As part of the transformation of data, it’s inevitable that some data will be discovered to be suspect. Whether it is a possible duplicate, one or more rows that failed validation, or data type errors, there will be some deficiencies that cannot reliably be corrected in the ETL. When this happens, you are left with one of three options:

  • Ignore the deficiency and load the data, as is, to the destination
  • Discard the suspect data
  • Send the suspect data to a triage file or table for further analysis and manual cleanup

Any of these options may be valid, depending on the nature of the data, and I have used all 3 patterns in the past. As an ETL professional, however, my strongest preference is to triage the suspect data. Doing so brings several benefits, including:

In this article, I’ll share the principles of using a triage pipeline in your ETL process.

  • Allows for a closer inspection of the issue to see if it merits a change in the ETL logic or business rules
  • Permits a manual edit for cases that can’t easily be corrected programmatically
  • Establishes an audit trail to show which data was removed from the ETL pipeline, and why

Sending Suspect Data to Triage

As shown below, using a triage system for capturing suspect data involves adding another output in your data transformation layer. The transformation logic will be responsible for bifurcating the stream to separate the good data from the suspect data.

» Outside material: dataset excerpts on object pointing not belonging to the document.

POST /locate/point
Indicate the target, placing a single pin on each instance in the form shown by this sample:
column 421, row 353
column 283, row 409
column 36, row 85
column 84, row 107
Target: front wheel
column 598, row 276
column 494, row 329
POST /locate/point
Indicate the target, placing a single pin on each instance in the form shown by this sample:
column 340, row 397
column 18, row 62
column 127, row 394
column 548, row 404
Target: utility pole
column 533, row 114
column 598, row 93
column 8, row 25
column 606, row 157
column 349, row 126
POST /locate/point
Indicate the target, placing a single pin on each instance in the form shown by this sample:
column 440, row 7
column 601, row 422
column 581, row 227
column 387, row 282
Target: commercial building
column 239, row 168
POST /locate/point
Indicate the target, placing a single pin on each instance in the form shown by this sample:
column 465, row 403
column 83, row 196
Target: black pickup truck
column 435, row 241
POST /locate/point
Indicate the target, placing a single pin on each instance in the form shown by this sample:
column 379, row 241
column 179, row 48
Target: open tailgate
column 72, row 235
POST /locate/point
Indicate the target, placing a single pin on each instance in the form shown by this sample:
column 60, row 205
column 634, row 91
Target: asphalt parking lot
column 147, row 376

When building in an ETL architecture that includes the use of a triage output, you will need to add three major elements to your process:

  • The triage table(s) or output location to use for this process
  • Additional transformation logic to filter the suspect data from the good data
  • A notification mechanism to alert the ETL administrator, or data steward, that there is data in triage to be reviewed

The above flowchart shows the bare minimum that one must do to build a triage pipeline. In this scenario, any data sent to triage would need to be manually moved to the primary output table. This pattern is useful for cases where the volume of data sent to triage is very low, or in scenarios in which the triaged data requires a significant amount of manual work to fix.

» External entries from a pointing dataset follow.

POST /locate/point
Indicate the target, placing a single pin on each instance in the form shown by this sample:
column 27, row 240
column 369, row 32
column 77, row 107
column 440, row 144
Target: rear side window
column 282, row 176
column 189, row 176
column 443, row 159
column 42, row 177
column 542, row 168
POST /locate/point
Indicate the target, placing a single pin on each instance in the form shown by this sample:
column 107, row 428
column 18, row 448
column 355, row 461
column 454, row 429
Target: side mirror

For higher-volume operations, that regularly route data into triage, you’ll want to remove as much of the tedious and manual work as possible. In those cases, there should be a pipeline that allows data to flow back into the data integration pipeline after cleansing. As shown below, a secondary process using triage as a source (rather than a destination) loads the manually cleansed data back through the data transformation process.

As an alternative to the above pattern, the cleansed data could be loaded directly to the table of final destination. Keep in mind that you may be bypassing some of the business logic here, so make sure that short-circuiting the process like this doesn’t cause other issues with the data.

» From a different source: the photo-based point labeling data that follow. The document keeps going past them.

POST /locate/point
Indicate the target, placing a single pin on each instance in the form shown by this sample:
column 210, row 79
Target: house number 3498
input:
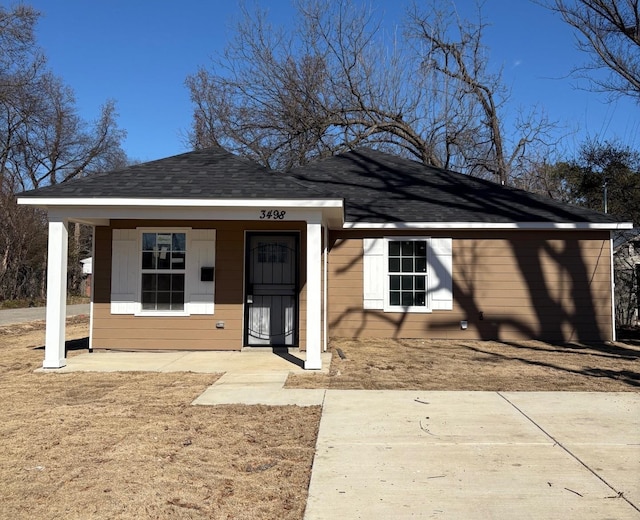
column 272, row 214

Caring for the Triaged Data

The triage output isn’t somewhere that data should go to die. For this to work properly, there must be some curation of the data that lands in triage. Even if the triaged data is used only for auditing purposes, there should be some periodic review to make sure that the data transformation logic is sending only the suspect data to that output. Such a review can also be used to check for any needed improvements in the data transformation logic, to reduce the amount of data falling into that bucket.

In many cases, caring for this data will be a manual process. After all, this is a bin for data that could not be cleaned up programmatically. However, when you choose to address this triaged data, make sure that your approach satisfies the needs of the business. As is true in so many data movement operations, these decisions should be driven by the business need rather than the technical components.

Final Thoughts

In using a triage pattern to identify and store suspect data, here are a few final thoughts to keep in mind:

  • The triage pattern is not going to be valuable for every load. In some cases, you’ll want to fail the entire load if any data fails validation (such as when loading general ledger data, which should fail or succeed as a whole), or in other cases, simply let the suspect data load as-is.
  • While it is possible to use a file in which to store the triage data, you’ll have easier options for management and cleanup if you store the data in a relational database table.
  • When loading data to a triage output, make sure you capture the reason it’s being sent to triage. The curator of that triage table could deduce the reason using trial and error, but it’s relatively easy to add a comment or other marker on each row indicating why it was marked as suspect.

 

Conclusion

Building a triage output pipeline is useful for addressing row-by-row instances of bad or suspect data. While not appropriate for every ETL process, this design pattern can help improve the quality of your data by routing otherwise unusable data to a table or file where it can be reviewed and potentially corrected.